死を甘受するような嬉しそうなだけでなく、皮肉げな、世の中全てを馬鹿にするような笑顔。
あれは、この世のすべてに対して哂っていたのだ。
哂いながら、問いかけていたのだ。
そんなに必死に生きてて、何になるのか。
お前らの人生に意味などあるのか。
あの時、部室で泣きながらわめいていた事を、世界中に向けて問うていたのだ。


あの部長の笑顔は言っていた。
お前らはこんな簡単なことも出来ない、と。
お前らはただ、何の覚悟もする間もなく生まれてきて、自ら人生を終らせる事も無く、ただただ、何の覚悟も無くだらだらと惰性の中で日常を消化していくのみだと。

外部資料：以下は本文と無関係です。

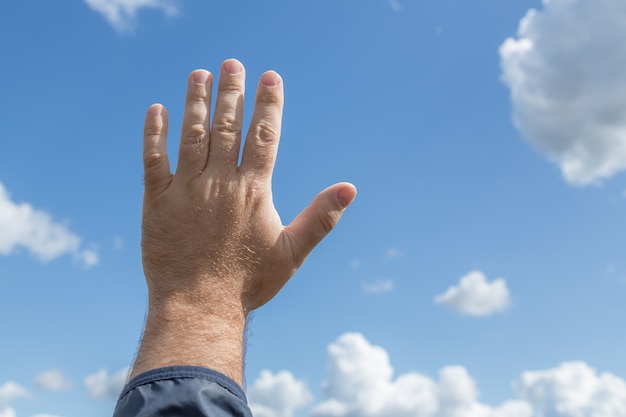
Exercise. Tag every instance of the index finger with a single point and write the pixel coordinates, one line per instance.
(259, 153)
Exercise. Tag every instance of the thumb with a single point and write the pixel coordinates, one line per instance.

僕には部長の選択が、自殺が部長にとって本当に最良の道だったのか分からない。
僕は部長のあの笑顔へ答えられるだけの言葉を持たない。
僕には、あの部長を止められるだけの何かが無かった。
そして、きっとこれからも僕は部長のあの笑顔に答えをあげる事はできないだろう。
それでも僕等はきっと生きていく。
面倒だけれど、大変だけれど、本当にどうしようもないほど馬鹿馬鹿しくてくだらないけど。
それでも僕等は生きていく。
何時か、先輩のあの笑顔を馬鹿馬鹿しいと笑い飛ばす事が出来る日が来る事を信じて。